Christian Dior Simbolon
31/7/2017 19:48
Presiden Tegur Polisi Segera Tuntaskan Kasus Novel
(MI/PANCA SYURKANI)

PRESIDEN Joko Widodo meminta kepolisian segera menuntaskan penyelidikan kasus penyiraman air keras terhadap penyidik senior KPK Novel Baswedan.

Hal itu diungkapkan Kapolri Tito Karnavian seusai bertemu Jokowi di Istana Kepresidenan di Jakarta, Senin (31/7). "Presiden meminta agar kasus ini segera dituntaskan. Tapi, kita melaporkan juga kendala-kendala yang dihadapi dalam penyelidikan," ujar Tito.

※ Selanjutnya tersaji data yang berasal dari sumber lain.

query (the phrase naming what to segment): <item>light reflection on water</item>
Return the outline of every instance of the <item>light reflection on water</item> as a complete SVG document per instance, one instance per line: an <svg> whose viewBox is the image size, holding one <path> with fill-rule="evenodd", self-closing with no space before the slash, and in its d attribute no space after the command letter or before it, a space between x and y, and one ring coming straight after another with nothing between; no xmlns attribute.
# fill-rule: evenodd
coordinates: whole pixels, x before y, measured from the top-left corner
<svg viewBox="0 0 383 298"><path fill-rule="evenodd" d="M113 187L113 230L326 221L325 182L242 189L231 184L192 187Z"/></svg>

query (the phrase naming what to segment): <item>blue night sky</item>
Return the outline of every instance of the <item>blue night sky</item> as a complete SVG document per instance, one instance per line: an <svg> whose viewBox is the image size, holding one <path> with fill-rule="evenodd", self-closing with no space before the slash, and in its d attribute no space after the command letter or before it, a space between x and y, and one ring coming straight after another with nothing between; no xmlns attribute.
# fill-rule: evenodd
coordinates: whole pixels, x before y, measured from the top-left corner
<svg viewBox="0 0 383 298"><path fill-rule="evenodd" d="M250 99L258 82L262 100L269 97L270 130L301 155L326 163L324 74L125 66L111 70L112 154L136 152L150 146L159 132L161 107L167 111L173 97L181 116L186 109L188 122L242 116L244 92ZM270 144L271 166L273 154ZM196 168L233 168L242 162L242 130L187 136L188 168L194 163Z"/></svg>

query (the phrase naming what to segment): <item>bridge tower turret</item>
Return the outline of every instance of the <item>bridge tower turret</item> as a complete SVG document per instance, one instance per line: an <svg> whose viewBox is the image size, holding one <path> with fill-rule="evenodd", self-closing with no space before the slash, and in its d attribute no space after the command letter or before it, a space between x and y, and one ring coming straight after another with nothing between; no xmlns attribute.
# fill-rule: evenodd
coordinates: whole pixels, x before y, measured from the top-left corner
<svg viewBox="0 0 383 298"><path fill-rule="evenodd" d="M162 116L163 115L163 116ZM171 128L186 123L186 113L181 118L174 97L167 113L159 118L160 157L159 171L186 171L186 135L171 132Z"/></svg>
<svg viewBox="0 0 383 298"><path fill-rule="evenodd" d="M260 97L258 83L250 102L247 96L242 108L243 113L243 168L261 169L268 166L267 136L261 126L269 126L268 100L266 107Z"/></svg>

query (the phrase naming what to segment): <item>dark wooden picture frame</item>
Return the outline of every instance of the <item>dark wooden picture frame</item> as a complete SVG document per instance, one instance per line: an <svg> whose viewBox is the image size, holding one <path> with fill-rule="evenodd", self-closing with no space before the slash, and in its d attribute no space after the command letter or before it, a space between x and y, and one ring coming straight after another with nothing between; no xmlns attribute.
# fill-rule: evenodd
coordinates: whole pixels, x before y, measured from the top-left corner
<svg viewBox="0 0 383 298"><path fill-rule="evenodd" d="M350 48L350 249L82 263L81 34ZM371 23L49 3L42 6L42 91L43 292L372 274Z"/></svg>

Terkait desakan sejumlah kalangan agar tim pencari fakta (TPF) dibentuk, Tito mengatakan, sejauh ini Jokowi masih mempercayakan penuntasan kasus itu di tangan kepolisian dan KPK. Terlebih, Polri dan KPK juga telah sepakat untuk membentuk tim investigasi bersama.

"Rencana pembentukan tim investigasi telah disampaikan ke KPK sewaktu pertemuan di KPK 16 Juni lalu. Kami ingin teman KPK bisa bergabung, membentuk tim gabungan Polri dan KPK, baik tim lidik, lapangan maupun analisnya. Kami terbuka untuk itu. Mungkin dalam beberapa hari ke depan (dibentuk)," ujarnya.

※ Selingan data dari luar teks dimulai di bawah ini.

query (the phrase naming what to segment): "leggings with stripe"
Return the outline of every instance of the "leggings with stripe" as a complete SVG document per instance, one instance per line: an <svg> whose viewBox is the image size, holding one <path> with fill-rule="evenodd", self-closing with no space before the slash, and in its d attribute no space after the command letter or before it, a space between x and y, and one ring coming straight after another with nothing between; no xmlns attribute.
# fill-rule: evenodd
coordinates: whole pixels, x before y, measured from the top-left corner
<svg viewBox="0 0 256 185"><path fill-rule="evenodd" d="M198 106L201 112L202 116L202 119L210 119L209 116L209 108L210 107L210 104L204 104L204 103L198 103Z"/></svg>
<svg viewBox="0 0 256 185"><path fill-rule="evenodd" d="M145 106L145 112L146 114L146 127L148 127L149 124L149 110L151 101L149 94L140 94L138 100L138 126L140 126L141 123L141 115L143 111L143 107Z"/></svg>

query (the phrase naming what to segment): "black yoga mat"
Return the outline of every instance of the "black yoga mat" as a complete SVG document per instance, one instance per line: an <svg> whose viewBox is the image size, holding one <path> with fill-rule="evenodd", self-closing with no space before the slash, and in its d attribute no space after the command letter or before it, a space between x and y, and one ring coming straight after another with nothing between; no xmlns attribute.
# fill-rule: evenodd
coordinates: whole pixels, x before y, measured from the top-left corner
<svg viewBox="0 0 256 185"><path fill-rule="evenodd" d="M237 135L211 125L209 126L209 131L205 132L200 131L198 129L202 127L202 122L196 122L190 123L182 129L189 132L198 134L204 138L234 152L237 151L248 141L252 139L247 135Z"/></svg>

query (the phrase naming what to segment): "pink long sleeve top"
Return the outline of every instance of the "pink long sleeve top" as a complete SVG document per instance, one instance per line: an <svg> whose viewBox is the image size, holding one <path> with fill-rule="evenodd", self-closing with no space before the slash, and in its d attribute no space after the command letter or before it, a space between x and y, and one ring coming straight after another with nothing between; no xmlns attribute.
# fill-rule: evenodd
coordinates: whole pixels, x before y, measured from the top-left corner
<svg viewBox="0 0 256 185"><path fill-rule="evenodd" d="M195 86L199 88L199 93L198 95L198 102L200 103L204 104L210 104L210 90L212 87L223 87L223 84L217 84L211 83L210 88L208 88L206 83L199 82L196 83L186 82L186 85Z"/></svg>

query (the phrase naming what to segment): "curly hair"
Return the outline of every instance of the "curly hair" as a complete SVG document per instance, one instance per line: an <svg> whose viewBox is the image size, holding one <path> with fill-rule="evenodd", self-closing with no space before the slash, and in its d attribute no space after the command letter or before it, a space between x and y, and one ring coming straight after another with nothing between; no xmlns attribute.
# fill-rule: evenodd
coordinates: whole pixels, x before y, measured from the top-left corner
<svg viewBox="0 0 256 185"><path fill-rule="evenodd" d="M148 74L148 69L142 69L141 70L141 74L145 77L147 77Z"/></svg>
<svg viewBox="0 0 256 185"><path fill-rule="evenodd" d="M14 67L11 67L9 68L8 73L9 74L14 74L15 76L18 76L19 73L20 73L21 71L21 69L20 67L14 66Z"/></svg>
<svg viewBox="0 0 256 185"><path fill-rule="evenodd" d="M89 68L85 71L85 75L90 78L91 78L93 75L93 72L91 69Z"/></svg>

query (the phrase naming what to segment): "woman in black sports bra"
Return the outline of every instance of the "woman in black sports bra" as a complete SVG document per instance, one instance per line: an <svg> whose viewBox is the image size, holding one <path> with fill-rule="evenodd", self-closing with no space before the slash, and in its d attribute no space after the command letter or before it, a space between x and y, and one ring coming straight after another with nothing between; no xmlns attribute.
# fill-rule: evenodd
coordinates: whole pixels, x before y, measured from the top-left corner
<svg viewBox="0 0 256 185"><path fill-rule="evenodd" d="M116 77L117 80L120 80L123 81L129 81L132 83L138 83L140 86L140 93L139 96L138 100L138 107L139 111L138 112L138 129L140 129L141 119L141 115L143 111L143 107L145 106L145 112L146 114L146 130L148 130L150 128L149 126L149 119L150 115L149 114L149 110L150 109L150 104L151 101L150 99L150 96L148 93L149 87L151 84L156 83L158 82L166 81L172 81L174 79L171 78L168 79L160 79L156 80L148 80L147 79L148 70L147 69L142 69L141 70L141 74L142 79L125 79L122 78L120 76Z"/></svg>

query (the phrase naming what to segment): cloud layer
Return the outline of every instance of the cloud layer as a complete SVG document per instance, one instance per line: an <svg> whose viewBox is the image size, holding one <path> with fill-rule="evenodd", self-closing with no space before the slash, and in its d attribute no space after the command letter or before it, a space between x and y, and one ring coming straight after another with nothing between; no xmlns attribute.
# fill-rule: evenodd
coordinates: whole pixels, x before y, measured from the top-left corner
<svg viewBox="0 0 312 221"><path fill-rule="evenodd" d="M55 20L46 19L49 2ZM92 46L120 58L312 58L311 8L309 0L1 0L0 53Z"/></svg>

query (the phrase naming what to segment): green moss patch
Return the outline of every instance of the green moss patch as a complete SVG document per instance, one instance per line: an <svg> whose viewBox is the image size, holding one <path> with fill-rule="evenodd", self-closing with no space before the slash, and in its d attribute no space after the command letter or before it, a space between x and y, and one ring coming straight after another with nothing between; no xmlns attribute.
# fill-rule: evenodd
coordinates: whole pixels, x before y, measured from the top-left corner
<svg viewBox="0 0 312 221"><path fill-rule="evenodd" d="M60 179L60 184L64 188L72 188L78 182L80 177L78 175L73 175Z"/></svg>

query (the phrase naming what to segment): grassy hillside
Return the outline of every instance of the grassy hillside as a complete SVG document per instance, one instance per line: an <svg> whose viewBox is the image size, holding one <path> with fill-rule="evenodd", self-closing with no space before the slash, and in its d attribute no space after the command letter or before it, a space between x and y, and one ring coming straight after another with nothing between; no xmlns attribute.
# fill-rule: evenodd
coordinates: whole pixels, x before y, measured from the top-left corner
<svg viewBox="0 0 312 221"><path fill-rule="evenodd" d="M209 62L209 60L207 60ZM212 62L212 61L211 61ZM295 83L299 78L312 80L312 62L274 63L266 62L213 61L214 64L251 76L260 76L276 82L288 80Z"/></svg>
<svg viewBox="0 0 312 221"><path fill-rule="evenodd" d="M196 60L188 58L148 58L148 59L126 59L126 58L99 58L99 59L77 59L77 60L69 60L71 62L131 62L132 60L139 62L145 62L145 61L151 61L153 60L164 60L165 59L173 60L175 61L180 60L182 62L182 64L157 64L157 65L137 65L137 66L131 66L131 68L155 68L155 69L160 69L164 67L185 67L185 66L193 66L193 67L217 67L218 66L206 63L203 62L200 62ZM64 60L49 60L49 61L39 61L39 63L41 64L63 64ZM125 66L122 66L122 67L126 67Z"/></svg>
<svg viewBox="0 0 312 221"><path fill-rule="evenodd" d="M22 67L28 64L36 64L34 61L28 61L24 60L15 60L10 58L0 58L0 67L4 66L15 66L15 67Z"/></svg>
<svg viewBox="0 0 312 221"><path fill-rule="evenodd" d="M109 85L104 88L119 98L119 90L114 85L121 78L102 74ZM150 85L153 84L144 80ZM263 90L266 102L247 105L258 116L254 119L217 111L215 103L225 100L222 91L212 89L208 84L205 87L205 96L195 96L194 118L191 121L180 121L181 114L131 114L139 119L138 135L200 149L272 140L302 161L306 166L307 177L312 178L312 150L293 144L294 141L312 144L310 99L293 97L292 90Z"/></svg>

Menurut Tito, kasus ini lebih tepat diselesaikan oleh tim investigasi ketimbang tim pencari fakta. "Kalau pencari fakta tidak proyustisia, hasilnya tak dapat dijadikan barang bukti untuk ke pengadilan. Makanya kami membentuk tim investigasi karena kami menganggap sudah ada tindakan pidana," tutur Tito.

Ditambahkan Tito, Polri juga akan segera mengirimkan sebuah tim ke Singapura untuk meminta keterangan dari Novel, termasuk di antaranya mencari tahu dugaan keterlibatan jenderal polisi dalam kasus tersebut. Tim tersebut nantinya bakal didampingi oleh salah satu komisioner KPK.

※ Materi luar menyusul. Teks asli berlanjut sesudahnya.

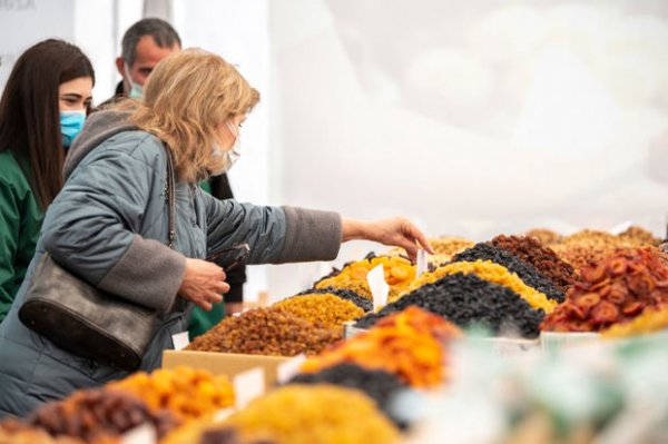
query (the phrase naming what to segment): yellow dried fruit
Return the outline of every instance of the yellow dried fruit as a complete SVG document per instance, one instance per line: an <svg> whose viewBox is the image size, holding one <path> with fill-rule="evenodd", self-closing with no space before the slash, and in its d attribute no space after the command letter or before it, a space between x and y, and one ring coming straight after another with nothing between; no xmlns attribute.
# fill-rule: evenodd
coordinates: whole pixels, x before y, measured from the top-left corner
<svg viewBox="0 0 668 444"><path fill-rule="evenodd" d="M340 329L346 320L364 316L364 310L350 300L331 294L306 294L281 300L274 307L289 312L313 324Z"/></svg>
<svg viewBox="0 0 668 444"><path fill-rule="evenodd" d="M348 264L336 276L318 282L315 288L345 288L372 299L366 275L379 265L383 265L385 282L390 285L390 296L402 293L415 278L415 266L410 260L399 256L379 256Z"/></svg>
<svg viewBox="0 0 668 444"><path fill-rule="evenodd" d="M181 420L210 415L233 406L235 399L227 376L185 366L136 373L108 386L139 396L151 408L167 408Z"/></svg>
<svg viewBox="0 0 668 444"><path fill-rule="evenodd" d="M227 423L246 440L276 444L392 444L400 436L371 398L326 384L277 388Z"/></svg>
<svg viewBox="0 0 668 444"><path fill-rule="evenodd" d="M322 352L341 332L314 325L278 307L255 308L223 319L188 345L202 352L295 356Z"/></svg>

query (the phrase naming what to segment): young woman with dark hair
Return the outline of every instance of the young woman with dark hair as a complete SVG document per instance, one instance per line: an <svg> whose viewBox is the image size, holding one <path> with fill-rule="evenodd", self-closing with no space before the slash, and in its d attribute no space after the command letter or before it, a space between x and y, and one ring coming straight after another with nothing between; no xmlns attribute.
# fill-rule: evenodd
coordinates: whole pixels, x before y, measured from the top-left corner
<svg viewBox="0 0 668 444"><path fill-rule="evenodd" d="M41 41L19 57L0 99L0 320L26 276L66 149L90 109L95 73L76 46Z"/></svg>

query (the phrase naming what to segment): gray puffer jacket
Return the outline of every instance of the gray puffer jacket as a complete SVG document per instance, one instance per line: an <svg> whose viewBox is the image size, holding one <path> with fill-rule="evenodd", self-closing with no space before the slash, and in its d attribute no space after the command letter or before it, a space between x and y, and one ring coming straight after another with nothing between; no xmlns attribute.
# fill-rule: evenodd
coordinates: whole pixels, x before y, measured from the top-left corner
<svg viewBox="0 0 668 444"><path fill-rule="evenodd" d="M18 310L45 251L99 288L161 313L141 369L160 366L171 335L187 329L191 303L177 296L186 257L239 243L249 264L325 260L341 244L337 214L216 200L197 187L176 187L176 241L167 247L167 158L156 137L127 115L92 115L70 149L66 184L49 207L37 251L7 318L0 324L0 417L24 416L40 403L127 375L55 346L26 328Z"/></svg>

"Kami masih menunggu kesediaan dari KPK untuk mendampingi. Supaya lebih objektif," imbuhnya.

Seperti diberitakan, Novel Baswedan disiram air keras oleh orang tak dikenal seusai melaksanakan salat subuh di masjid dekat rumahnya di kelapa Gading, Jakarta Utara pada 11 April 2017. Sudah lebih dari 100 hari penyelidikan, kepolisian belum juga bisa menangkap pelaku.

Tito menjelaskan, pihaknya sudah memeriksa sejumlah saksi, mengamankan rekaman CCTV radius satu kilometer dari tempat kejadian dan sempat mengamankan empat terduga penyiram air keras. Namun demikian, penyidik Polri tidak berhasil menemukan keterkaitan antara para terduga dengan peristiwa tersebut. "Kita sudah memeriksa alibinya dan tidak ada keterkaitan," ujarnya. (X-12)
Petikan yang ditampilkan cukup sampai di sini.